As part of their investigation, PND dug eight test pits for sand and mud conditions on the site. Somerville said that digging uncovered a mix of sand and glacial silt.
“Pretty good material and it’s definitely suitable for anything that’s being contemplated here for this project and it would make good fill in the uplands,” he said.
The consultant also identified some possible funding sources. Money could come from grants from various federal or state agencies, local funding or a combination of public and private money to pay for construction.
The next steps would be final design and permitting, securing money for construction and figuring out who would run the boat yard.
The economic development council has been discussing and studying the potential for the Scow Bay site for the better part of the last decade.
Fire and EMS director Sandy Dixson asked about planning and budgeting for relocating the fire hall and training facility which are located on the same site. Assembly member Kurt Wohlhueter thought that was a topic for a later date. “We’re a long way from the fire hall ever going anywhere,” Wohlhueter said. “I mean I think we’re just wasting time here so we gotta keep moving.”
The conceptual plans do not relocate that training facility but would allow that use to continue on the site.
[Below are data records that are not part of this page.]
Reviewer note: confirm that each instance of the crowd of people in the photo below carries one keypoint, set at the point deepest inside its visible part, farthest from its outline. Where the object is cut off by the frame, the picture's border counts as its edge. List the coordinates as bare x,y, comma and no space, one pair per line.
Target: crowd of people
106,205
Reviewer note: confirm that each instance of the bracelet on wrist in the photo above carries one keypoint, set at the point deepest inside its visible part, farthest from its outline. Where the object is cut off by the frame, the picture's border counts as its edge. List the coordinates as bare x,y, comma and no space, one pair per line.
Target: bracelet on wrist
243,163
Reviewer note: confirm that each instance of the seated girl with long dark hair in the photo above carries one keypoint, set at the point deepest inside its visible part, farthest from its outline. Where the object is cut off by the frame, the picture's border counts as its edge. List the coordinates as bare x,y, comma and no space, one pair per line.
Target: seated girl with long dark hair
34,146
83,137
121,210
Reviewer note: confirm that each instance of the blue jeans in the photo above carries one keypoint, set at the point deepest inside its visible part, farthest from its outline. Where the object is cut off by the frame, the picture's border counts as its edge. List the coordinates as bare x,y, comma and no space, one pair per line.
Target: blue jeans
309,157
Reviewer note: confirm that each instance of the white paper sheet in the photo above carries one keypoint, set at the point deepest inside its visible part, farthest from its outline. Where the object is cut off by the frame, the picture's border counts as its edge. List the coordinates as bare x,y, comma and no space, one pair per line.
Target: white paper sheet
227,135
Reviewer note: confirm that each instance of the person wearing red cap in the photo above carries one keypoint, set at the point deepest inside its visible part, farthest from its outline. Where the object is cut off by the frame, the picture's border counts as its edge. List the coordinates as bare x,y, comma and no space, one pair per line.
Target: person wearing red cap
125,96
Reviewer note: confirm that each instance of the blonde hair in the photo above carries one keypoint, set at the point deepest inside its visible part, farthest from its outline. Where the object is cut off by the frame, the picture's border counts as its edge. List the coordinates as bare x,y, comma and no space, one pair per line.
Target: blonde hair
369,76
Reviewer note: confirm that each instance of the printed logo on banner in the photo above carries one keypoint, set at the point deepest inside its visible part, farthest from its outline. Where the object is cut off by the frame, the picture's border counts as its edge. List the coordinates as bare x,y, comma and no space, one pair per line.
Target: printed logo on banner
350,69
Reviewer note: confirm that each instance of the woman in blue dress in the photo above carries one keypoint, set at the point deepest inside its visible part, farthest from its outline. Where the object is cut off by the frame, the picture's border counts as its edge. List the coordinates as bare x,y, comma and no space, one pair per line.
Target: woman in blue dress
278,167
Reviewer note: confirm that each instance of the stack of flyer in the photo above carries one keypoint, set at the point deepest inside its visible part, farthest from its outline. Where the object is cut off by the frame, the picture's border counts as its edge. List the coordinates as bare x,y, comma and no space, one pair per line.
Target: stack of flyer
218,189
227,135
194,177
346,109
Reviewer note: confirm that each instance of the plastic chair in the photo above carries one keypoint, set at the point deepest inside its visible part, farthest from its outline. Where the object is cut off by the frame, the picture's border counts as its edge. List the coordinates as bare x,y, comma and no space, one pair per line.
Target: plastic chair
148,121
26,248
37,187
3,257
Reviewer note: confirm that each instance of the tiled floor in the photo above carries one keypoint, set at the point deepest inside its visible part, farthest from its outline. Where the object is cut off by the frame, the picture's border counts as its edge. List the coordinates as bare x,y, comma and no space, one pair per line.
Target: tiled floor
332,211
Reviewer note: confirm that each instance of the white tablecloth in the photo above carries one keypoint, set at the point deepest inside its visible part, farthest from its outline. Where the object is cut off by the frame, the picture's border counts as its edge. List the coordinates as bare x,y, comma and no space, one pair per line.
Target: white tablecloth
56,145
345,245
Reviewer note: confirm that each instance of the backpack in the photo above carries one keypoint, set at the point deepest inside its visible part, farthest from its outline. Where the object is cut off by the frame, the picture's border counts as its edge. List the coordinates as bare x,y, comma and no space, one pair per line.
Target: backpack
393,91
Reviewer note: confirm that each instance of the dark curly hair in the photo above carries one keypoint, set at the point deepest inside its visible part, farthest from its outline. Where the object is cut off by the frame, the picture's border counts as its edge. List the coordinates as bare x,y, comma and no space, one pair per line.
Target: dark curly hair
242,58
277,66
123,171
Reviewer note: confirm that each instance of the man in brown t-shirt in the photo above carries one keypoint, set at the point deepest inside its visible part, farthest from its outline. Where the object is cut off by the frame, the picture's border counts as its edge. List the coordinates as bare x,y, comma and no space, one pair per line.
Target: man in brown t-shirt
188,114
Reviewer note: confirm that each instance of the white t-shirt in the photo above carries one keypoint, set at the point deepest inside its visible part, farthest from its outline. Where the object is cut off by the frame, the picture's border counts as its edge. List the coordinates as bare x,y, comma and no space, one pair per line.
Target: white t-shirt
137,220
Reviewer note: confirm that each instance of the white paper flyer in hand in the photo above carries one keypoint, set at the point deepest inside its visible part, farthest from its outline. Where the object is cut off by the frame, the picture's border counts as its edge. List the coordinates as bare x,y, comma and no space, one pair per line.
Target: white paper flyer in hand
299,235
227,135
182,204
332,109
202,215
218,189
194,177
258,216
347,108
John Murgas owns a boat hauling and storage business at Scow Bay and wanted to keep the cost of business down. “I’m just concerned about losing the low cost abilities that we have right now with the difficult financial situation that many vessel owners are in,” Murgas said.
Murgas uses the existing ramp at the turnaround to haul vessels. That ramp would remain in place under the plans. Murgas said wind often made hauling boats on the existing ramp difficult. He lobbied for a new ramp closer to the existing breakwater. “This would really serve well for the next ten years until you move forward with the overall plan. Every rock every stone that went in there would not be wasted it would be utilized. What else could I say…it would drastically improve the safety of my operation.”
With Murgas’ input the discussion also centered around a cheaper option, a basic gravel ramp on that south side. PND estimates a gravel haul out ramp could be built by the borough for around 56,000 dollars including design and permits. It could be less if a private business paid to do that work. That would accommodate hauling smaller boats only. The larger and more expensive facility with a concrete ramp and pad would be built to handle vessels up to 100 tons.
Audience members thought the potential market for an expanded boat yard was for vessels larger than 40 feet.
Harbormaster Glo Wollen explained some of the reasons for pursuing a boat yard. “At this point the harbor board is trying to address the requests of the fleet and what we’re seeing the future to keep a fleet here,” she said.
Wollen explained that she expected boat owners would not be able to wash and paint boats on the tidal grids in the harbor due to environmental constraints. She also acknowledged that grant money might not be available for a larger project at the moment but wanted to be ready when Petersburg could secure funding. “This is actually perfect timing,” Wollen said. “This is the kinda stuff you wanna be doing when they’re not handing money out. You wanna be talking about designing, so that things are shelf ready so when the tide does turn we have got some projects shelf ready to go. I mean I’m optimistic about it and so far we’ve done really well here in Petersburg.”
The PEDC board planned to review the conceptual design this summer and propose the next steps. Those could include a ballot measure on spending money from the economic development fund for the project.